C’è poi da considerare, per quel poco che può valutare la mia competenza, l’aspetto tecnico. E devo dire che anche su questo fronte il film si mostra tutt’altro che piatto. Gli attori e la recitazione risultano pienamente convincenti in tutte le scene, dalle più leggere a quelle più emozionali. Il suono è curato così come la colonna sonora – che vede anche la presenza di “Uomini soli” dei Pooh, pezzo amato da Doris – e lo stesso si può dire anche per la fotografia e il montaggio. Non c’è spazio per l’improvvisazione – al di là di qualche piccolissima e inevitabile imprecisione storica, come la presenza dei loghi attuali di Banca Mediolanum in alcune scene datate – e il film offre allo spettatore uno spettacolo tecnicamente di buona qualità, sicuramente capace di non sfigurare sul grande schermo (anche se poi sarà trasmesso in autunno su Canale 5).

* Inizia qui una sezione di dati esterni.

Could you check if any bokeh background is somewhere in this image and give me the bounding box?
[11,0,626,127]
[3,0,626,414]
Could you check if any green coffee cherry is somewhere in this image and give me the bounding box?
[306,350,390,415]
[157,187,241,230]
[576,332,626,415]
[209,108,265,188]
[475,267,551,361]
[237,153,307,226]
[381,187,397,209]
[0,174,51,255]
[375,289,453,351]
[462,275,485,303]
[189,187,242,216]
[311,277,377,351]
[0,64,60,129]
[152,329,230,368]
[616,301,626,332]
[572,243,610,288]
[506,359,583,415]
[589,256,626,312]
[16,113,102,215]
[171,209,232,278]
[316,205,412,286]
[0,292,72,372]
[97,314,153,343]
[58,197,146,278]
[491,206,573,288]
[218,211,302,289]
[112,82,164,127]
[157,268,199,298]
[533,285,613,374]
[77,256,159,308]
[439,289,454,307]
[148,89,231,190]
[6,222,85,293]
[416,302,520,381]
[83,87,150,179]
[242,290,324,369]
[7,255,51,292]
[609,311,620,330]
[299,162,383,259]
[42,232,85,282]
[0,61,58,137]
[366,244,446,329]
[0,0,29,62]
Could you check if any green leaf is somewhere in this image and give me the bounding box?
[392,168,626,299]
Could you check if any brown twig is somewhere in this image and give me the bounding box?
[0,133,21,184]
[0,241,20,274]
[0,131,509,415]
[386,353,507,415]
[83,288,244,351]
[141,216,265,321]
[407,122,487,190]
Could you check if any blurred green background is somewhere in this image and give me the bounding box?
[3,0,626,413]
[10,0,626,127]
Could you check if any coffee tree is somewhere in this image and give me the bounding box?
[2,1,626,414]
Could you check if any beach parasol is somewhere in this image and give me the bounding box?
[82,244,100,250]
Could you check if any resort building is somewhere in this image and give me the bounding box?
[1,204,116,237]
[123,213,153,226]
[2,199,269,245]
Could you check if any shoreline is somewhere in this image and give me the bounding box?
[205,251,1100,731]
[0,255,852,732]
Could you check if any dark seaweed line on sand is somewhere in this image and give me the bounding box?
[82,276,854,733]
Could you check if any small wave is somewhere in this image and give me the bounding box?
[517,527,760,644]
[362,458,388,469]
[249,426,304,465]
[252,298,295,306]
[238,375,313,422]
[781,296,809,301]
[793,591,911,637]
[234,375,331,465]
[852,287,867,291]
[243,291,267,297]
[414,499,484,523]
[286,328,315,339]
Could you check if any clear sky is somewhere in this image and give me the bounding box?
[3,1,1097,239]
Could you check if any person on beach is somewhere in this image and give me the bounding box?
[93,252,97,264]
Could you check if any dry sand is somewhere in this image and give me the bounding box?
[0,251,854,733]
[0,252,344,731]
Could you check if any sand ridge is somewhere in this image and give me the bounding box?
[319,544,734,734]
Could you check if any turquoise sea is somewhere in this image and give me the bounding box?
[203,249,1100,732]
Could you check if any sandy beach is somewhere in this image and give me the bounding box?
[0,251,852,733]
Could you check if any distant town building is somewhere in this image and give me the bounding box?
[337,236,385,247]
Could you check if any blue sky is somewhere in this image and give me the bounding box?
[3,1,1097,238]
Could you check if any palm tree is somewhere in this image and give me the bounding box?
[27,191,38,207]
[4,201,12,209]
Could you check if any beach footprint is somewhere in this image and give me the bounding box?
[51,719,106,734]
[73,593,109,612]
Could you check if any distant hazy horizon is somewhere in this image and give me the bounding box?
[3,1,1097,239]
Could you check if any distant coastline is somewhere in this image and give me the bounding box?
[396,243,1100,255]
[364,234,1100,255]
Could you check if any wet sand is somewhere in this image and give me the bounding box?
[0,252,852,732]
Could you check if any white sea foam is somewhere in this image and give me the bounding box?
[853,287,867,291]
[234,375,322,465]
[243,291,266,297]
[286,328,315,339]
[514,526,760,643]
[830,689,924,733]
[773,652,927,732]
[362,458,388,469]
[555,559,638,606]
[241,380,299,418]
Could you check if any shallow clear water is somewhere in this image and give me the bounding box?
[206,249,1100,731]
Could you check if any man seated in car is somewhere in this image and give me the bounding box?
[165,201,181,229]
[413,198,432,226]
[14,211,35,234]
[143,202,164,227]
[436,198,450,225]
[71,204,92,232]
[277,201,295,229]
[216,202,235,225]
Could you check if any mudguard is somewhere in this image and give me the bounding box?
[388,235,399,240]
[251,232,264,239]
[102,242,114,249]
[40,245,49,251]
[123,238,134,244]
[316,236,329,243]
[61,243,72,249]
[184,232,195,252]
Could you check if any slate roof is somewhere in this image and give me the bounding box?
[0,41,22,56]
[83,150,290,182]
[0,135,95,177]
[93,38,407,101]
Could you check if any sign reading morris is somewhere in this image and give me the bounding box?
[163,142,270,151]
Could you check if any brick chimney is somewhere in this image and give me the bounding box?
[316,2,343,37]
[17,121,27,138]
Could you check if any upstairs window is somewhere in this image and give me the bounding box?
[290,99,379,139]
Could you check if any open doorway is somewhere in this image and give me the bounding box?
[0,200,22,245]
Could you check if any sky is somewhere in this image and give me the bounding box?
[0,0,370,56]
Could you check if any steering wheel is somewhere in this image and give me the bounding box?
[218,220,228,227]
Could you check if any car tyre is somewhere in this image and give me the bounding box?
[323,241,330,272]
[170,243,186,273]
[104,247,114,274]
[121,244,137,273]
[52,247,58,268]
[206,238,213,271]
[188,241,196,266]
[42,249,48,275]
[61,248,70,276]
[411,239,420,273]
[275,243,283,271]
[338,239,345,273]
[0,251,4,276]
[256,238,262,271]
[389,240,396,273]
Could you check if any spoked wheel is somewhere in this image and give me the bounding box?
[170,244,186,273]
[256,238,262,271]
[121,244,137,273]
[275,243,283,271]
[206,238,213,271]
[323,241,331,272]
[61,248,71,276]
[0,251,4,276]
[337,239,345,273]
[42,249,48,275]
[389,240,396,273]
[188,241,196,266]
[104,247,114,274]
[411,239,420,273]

Vi sono poi però alcuni elementi puramente soggettivi di valutazione e questi riguardano il tema dell’opportunità e quello delle occasioni mancate. In merito al primo elemento, viene da chiedersi cosa possa offrire di più al pubblico questo film rispetto alla lettura del semplice libro: al di là della modalità di fruizione di un racconto, il film, parere personale, è fin troppo fedele allo scritto e non offre particolari spunti di originalità. A questo aggiungiamo, spostandoci sul fronte delle “occasioni mancate”, che il personaggio di Ennio Doris appare un po’ troppo monocorde e con una caratterizzazione tendente al fiabesco. Emblematico è l’utilizzo di diversi momenti “onirici”, spesso supportati da accompagnamenti musicali che, seppur molto gradevoli, richiamano alla mente le melodie incantate di alcune pellicole di Tim Burton…con la “piccola” differenza che qui siamo in banca e non stiamo parlando di Edward mani di forbice. Nel film Doris è il buono per eccellenza, l’eroe infallibile e carismatico come nessuno, ma al tempo stesso fin troppo distante, nella sua rappresentazione cinematografica, dall’uomo comune, sebbene di umili origini. Ecco, magari rappresentarlo un po’ più umano, nel senso disincantato del termine, avrebbe forse giovato nella creazione di empatia con lo spettatore nei momenti chiave del racconto. Perché se c’è un obiettivo che penso Banca Mediolanum voglia portare avanti con la promozione della pellicola, è proprio quello di trasmettere in maniera il più possibile efficace al grande pubblico i valori e la vita di Ennio Doris (e quindi di riflesso di Banca Mediolanum); e per farlo, non me ne vogliano le politiche di comunicazione corporate, a mio avviso sarebbe stato più efficace limitare un po’ i toni da virgolettato commerciale nei dialoghi a favore di qualcosa di più spontaneo un po’ meno didascalico. Tanto in fondo, proprio come viene detto dal papà di Ennio in una scena molto dolce, “non sono le parole, ma quello che facciamo che racconta di noi”. Ed è per questo che Ennio Doris rimarrà Ennio Doris; al di là di un testo concordato, non abbiate timore.